Un nouveau modèle d’affaires pour des entreprises plus responsables

Make Sense nous offre un bel article de bilan des programmes intrapreneuriaux en France. Ils nous expliquent qui sont les intrapreneurs, ce qui fait le succès d’un programme, quel est l’impact de l’intrapreneuriat et les apprentissages qui peuvent être faits.

Seulement 20% des projets sélectionnés ont un impact environnemental ou social.

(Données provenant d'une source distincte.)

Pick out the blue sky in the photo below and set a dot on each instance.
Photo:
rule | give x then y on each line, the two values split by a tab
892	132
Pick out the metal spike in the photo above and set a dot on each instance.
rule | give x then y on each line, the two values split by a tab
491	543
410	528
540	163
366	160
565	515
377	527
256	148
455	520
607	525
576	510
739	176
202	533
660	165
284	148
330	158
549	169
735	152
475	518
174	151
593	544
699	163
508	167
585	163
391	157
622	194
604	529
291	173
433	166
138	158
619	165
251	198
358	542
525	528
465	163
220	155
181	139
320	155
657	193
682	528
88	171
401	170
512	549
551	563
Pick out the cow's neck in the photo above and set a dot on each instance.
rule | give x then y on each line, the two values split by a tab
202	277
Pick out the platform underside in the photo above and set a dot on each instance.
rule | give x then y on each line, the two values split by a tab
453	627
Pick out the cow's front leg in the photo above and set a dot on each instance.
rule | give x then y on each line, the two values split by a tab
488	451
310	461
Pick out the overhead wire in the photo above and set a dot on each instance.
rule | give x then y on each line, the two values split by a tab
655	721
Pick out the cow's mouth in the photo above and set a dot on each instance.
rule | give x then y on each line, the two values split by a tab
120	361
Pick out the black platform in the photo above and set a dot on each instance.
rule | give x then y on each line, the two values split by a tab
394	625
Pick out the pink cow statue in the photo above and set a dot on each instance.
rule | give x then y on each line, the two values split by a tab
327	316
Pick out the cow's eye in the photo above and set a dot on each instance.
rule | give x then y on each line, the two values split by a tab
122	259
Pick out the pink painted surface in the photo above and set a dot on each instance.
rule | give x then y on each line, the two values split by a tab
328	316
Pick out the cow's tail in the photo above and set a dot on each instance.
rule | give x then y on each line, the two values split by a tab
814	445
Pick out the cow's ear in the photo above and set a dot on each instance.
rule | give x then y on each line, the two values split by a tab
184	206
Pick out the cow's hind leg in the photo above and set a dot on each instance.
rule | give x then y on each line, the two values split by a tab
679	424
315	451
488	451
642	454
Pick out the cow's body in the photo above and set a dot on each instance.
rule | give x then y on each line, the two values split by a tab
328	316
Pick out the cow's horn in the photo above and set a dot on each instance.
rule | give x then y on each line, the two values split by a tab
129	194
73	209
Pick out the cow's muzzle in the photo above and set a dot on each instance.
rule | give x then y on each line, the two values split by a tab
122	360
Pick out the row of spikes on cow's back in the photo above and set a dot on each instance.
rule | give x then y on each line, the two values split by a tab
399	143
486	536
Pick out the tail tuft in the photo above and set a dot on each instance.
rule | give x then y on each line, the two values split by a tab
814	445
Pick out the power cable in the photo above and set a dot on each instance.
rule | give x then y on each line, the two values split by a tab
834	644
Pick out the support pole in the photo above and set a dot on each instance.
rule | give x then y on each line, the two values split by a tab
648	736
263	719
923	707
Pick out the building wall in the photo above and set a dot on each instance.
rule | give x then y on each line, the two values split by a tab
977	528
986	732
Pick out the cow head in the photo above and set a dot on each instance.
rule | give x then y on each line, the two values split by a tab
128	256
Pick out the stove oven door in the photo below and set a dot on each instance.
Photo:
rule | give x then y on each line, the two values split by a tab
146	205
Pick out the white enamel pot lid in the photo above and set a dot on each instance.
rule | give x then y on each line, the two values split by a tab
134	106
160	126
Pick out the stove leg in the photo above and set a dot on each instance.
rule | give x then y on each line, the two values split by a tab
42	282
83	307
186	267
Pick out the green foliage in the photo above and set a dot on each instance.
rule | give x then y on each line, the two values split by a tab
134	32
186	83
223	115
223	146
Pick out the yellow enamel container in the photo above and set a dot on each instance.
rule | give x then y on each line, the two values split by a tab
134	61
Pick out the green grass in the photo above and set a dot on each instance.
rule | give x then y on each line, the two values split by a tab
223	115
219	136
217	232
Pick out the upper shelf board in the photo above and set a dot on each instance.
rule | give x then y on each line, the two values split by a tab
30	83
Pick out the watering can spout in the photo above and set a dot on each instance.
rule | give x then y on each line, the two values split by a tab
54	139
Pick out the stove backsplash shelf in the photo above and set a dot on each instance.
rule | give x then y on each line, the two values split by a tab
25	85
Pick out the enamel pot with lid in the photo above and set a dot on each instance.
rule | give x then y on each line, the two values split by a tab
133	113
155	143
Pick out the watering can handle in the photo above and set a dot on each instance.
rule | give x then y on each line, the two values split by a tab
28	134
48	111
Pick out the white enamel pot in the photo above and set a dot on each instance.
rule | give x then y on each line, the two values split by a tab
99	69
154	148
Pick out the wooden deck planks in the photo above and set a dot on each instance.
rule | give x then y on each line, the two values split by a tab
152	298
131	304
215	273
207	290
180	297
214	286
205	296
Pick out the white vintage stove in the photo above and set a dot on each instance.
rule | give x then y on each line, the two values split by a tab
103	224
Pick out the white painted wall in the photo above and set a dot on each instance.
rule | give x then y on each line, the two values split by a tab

Ce constat me frappe en tant que Yéti. Car, quand on est Yéti, l’objectif est d’abord de garder la montagne froide et belle. On veut proposer des idées dans le seul but de rendre notre monde plus durable. L’innovation c’est bien mais l’innovation au service du développement durable, c’est encore mieux.


Finalement, avec le froid qu’on a icitte, le vrai nid des Yétis, c’est peut-être chez nous. En tout cas, nous avons un beau potentiel pour garder notre monde au frais.